Assalamu’alaikum, ustadz/ustadzah…saya bulan november bernazar jika saya naik pangkat bulan april maKa saya akan traktir teman2 ngajar,tapi tenyata ada kendala sehingga kenaikkan pangkat saya ditunda sampe oktober tahun ini. apakah nazar saya hrs tetap dilaksanakan?mohon penjelasannya. #A 42
Jawaban
————–
و عليكم السلام و رحمة الله و بركاته
Apakah bernadzar itu boleh (mubah), mendapat pahala (sunnah), kurang baik (makruh) atau dilarang (haram)?

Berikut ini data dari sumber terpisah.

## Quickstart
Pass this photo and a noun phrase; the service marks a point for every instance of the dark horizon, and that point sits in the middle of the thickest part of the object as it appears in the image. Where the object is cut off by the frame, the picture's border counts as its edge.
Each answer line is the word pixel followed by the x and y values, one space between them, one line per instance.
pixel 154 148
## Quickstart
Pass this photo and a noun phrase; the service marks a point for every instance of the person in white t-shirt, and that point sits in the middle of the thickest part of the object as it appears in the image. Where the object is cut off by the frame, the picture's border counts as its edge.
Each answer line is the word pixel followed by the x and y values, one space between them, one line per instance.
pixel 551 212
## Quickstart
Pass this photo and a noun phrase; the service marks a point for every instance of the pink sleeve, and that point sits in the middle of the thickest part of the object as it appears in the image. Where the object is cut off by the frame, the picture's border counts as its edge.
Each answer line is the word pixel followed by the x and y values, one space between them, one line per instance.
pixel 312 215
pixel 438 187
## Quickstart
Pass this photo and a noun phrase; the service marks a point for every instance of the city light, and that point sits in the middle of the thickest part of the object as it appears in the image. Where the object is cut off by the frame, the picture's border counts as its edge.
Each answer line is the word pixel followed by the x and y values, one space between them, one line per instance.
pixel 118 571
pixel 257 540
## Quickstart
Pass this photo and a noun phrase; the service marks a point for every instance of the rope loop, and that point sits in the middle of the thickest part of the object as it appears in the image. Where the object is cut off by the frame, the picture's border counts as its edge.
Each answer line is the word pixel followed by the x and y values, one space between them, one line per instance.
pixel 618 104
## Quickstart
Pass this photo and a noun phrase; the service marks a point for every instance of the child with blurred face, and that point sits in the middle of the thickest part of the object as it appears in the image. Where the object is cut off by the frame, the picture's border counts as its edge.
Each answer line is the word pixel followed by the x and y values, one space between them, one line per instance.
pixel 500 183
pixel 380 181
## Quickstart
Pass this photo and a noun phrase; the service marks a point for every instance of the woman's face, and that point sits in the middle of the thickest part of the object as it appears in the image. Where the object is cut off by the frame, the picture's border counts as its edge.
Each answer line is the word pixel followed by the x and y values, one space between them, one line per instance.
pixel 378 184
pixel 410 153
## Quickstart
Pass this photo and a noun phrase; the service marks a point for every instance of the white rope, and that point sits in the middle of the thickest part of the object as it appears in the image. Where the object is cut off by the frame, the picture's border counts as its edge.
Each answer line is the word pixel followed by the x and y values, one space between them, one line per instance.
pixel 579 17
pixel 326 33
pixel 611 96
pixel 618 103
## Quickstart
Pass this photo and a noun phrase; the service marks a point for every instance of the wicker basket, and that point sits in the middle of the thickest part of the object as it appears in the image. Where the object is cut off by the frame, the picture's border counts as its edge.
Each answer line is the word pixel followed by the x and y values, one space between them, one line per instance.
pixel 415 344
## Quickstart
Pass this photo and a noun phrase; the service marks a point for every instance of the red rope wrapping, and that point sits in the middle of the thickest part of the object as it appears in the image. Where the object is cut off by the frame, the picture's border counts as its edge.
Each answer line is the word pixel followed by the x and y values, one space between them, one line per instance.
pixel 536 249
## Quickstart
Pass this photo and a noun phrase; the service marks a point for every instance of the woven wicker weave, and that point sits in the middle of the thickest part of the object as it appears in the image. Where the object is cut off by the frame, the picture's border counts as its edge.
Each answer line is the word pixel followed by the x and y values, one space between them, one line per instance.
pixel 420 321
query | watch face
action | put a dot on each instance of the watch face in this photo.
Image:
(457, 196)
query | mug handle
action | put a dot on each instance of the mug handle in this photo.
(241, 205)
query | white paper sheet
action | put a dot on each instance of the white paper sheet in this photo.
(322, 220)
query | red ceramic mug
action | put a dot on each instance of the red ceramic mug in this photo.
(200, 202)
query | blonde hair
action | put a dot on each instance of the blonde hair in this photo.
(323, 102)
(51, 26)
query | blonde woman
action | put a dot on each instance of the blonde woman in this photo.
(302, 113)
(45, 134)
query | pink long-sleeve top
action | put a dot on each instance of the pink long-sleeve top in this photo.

Ada beberapa pendapat ulama yang berbeda karena adanya dalil Quran dan hadits yang juga bermacam-macam. Intinya, nadzar sebaiknya dihindari. Tapi kalau sudah terjadi, maka wajib (harus) dipenuhi kalau nadzarnya berkaitan dengan ibadah. Seperti tersebut dalam hadits sahih:
مَنْ نَذَرَ أَنْ يُطِيعَ اللَّهَ فَلْيُطِعْهُ ، وَمَنْ نَذَرَ أَنْ يَعْصِيَهُ فَلاَ يَعْصِه
Barangsiapa yang bernadzar untuk taat pada Allah, maka penuhilah nadzar tersebut. Barangsiapa yang bernadzar untuk bermaksiat pada Allah, maka janganlah memaksiati-Nya.
(HR. Bukhari no. 6696)
A. Nadzar itu Sunnah (baik dan mendapat pahala)
Dalil dari Quran:
وَمَا أَنْفَقْتُمْ مِنْ نَفَقَةٍ أَوْ نَذَرْتُمْ مِنْ نَذْرٍ فَإِنَّ اللَّهَ يَعْلَمُهُ
“Apa saja yang kamu nafkahkan atau apa saja yang kamu nadzarkan, maka sesungguhnya Allah mengetahuinya.” (QS. Al Baqarah 2:270)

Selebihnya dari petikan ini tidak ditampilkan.